The Wolfson Galleries
1st century BC  2nd century AD

Closed until further notice

Sculpture played an important role in both domestic and civic life in the ancient Roman empire. Statues, sarcophagi and reliefs were placed in private homes, gardens and public buildings in cities such as Sardis, Ephesos, Alexandria and Cyrene.

Among the objects on display in Room 83 are a large, elaborately carved marble vase from the second century AD, popularly known as the Townley Vase, and sculptures from Cyrenaica. A fragment of a colossal marble foot is also on display. It was found in Alexandria and dates to the second century AD.

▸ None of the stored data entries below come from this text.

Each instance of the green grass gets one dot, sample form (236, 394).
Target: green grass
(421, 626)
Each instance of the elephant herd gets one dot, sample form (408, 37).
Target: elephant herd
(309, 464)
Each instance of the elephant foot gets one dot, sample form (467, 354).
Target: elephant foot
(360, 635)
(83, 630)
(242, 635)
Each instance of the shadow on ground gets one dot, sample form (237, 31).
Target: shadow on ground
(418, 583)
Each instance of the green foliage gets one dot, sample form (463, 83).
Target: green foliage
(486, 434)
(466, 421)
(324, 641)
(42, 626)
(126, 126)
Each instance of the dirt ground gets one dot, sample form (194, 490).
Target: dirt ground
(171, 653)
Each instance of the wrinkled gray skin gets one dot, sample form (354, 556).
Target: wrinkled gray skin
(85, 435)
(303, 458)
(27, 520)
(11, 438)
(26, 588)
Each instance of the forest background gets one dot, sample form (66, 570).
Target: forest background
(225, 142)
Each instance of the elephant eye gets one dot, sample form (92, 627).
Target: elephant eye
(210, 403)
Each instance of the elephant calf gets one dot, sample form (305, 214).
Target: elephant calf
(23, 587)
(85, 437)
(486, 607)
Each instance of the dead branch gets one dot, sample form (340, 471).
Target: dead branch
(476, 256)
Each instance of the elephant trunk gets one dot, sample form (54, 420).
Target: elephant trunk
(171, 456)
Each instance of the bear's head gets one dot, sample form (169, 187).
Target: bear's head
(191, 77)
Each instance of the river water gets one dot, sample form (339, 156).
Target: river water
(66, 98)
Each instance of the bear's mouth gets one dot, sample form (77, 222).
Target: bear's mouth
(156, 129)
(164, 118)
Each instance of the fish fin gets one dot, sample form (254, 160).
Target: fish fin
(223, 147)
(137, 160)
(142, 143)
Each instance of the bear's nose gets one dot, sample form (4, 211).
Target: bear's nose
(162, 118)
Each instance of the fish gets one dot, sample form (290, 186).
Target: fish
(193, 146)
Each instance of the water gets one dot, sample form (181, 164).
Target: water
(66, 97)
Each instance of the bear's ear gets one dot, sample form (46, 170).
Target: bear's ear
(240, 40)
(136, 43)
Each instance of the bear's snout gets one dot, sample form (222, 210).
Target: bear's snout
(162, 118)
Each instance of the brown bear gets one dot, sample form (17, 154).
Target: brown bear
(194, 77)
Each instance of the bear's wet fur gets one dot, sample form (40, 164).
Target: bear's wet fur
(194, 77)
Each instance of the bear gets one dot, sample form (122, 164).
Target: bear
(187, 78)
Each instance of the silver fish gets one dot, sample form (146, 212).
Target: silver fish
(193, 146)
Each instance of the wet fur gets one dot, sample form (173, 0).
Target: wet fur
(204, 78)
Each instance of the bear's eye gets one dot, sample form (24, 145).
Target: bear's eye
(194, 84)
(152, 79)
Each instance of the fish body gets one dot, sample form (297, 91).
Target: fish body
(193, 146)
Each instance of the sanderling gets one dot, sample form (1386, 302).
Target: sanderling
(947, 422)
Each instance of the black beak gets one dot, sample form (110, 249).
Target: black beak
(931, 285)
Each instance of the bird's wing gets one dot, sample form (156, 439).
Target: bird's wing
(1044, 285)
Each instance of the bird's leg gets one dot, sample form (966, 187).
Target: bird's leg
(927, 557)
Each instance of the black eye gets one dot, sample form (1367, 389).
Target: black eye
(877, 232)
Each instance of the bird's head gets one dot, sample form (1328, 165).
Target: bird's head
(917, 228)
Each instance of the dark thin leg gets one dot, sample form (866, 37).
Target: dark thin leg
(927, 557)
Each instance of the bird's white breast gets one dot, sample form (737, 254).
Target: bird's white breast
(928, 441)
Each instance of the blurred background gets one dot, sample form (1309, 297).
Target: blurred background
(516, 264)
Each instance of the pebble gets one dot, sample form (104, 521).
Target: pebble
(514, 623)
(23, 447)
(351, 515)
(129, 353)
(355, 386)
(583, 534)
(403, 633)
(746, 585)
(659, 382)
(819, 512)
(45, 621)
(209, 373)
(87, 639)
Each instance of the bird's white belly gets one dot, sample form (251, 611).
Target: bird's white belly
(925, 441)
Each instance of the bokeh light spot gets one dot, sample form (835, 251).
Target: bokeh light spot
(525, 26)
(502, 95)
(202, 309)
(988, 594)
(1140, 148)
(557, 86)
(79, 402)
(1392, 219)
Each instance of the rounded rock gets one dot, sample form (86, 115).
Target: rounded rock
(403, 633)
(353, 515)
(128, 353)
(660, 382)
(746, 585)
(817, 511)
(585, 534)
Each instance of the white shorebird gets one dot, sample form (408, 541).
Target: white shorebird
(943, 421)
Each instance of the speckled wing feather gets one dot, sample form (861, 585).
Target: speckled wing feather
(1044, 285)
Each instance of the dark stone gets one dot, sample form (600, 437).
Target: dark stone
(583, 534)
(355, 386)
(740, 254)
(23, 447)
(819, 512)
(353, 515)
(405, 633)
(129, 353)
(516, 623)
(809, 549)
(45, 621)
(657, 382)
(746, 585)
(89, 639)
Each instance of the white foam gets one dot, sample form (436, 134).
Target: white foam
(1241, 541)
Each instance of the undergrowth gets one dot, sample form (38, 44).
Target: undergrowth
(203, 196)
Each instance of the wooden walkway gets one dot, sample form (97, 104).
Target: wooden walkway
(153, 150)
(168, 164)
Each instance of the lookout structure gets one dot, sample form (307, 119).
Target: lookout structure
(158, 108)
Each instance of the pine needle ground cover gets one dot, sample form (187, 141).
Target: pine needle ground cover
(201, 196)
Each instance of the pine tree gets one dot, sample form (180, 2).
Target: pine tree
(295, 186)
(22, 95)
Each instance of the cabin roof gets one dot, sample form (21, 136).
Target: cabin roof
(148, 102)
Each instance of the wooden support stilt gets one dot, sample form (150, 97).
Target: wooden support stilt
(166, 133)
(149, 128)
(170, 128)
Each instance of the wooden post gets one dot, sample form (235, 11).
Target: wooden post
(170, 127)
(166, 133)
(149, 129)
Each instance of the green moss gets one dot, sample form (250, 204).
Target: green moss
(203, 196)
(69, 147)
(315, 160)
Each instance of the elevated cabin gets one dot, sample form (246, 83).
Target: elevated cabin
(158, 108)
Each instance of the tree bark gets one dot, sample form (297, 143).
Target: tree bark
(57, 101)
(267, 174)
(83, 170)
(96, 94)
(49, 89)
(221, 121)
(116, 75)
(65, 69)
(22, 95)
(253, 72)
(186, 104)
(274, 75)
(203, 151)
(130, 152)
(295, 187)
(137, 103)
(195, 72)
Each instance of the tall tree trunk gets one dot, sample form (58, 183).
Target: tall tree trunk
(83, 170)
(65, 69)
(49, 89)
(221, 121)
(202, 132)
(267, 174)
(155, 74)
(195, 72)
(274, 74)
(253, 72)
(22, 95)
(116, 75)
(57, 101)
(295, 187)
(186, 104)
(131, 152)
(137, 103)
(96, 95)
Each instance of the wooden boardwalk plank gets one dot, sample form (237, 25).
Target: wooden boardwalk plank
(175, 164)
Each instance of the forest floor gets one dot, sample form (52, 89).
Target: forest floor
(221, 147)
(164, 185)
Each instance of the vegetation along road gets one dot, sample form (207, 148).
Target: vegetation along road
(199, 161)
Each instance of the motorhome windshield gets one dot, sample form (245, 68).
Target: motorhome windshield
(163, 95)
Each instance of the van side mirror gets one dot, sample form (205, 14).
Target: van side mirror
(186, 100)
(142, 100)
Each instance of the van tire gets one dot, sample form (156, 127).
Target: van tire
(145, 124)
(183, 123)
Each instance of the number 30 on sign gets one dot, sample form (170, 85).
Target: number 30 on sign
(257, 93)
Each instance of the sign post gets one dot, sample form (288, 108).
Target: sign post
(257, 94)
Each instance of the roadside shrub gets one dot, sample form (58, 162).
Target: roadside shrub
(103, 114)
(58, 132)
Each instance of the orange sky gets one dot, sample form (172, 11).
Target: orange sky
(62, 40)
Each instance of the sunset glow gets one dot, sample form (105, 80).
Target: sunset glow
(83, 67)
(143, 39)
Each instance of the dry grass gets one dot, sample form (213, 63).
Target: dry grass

The eighteenth-century collector and connoisseur Charles Townley (1737-1805) made the 'Grand Tour' to Italy no less than three times. Both during his travels and by postal order from his home in London he purchased large amounts of ancient sculpture. His extensive collection included Roman statues, busts and sepulchral chests, sarcophagi, many of which are on display in Room 84.

A cast of the famous marble bust known as ‘Clytie’, dating from around AD 40-50, is also on display. The original can be seen in the Enlightenment Gallery (Room 1) and was said to be Townley’s favourite sculpture. It later featured prominently in the painter Johann Zoffany’s portrait of the collector, which is reproduced in Room 84.